Bats: left Throws: right
Acquired: Second-round pick in 6/92 free agent draft
Will: play infield corners
Can’t: steal bases
Expect: lots of desire
Don’t: Expect him to quit
Giambi played for the U.S. Olympic team in Barcelona in 1992 and batted .308 with a double, triple, and an RBI there. Not too bad for a player who had been cut after the trials, and then brought back. Now perhaps that resiliency can help this hard-hitting infielder reach the majors. Giambi attended Long Beach State, where he hit .399 with nine homers and 119 RBI. He also delivered a .340 average with five homers on the 1991 Pan Am squad. After being drafted, Giambi signed and was headed for Oakland’s minor-league camp when he was called back to the Olympic squad. He was used at first base with Team USA, even though he had played third at Long Beach State. The A’s have him back at third, and he turned in a productive season with Class-A Modesto in 1993. He played third and went 1-for-4 in the California League All-Star Game, and in general impressed with his bat. He was named the No. 9 prospect in the Cal League by Baseball America. Figure on Giambi to add the majors to his fine baseball resume.

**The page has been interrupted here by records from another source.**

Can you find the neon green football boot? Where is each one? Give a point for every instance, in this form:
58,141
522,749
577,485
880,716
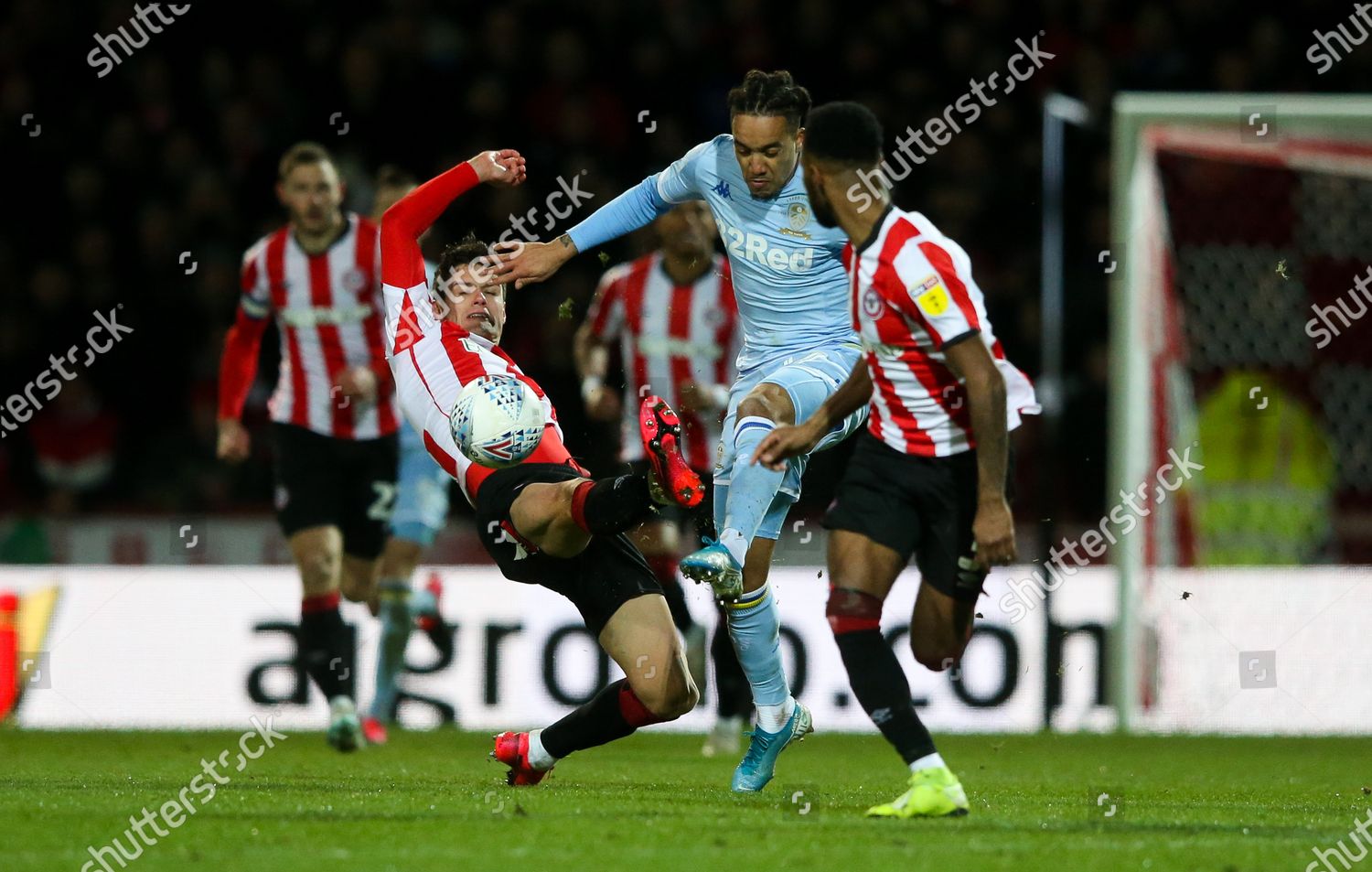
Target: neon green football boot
933,792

Will: play infield corners…will stand on infield corner wearing a glove.
Can’t: steal bases…way to go out on a limb. Bet you also predicted Rey Ordonez can’t slug 50 home runs.
Expect: lots of desire…Read: I’ve got writer’s block and I’ve never seen him play–any suggestions boss?
Don’t: Expect him to quit…in case you missed this the first time I said it but I’m using different words so you won’t think I’m repeating myself.
Geez if I could write this much without really saying anything I could double my output. To the writer’s credit, he did predict the major leagues for a guy who had just 350 minor league at-bats at that point in time.
Stay safe over the holiday season. Please don’t drink and drive. You’re my only reader and I’d hate to lose you.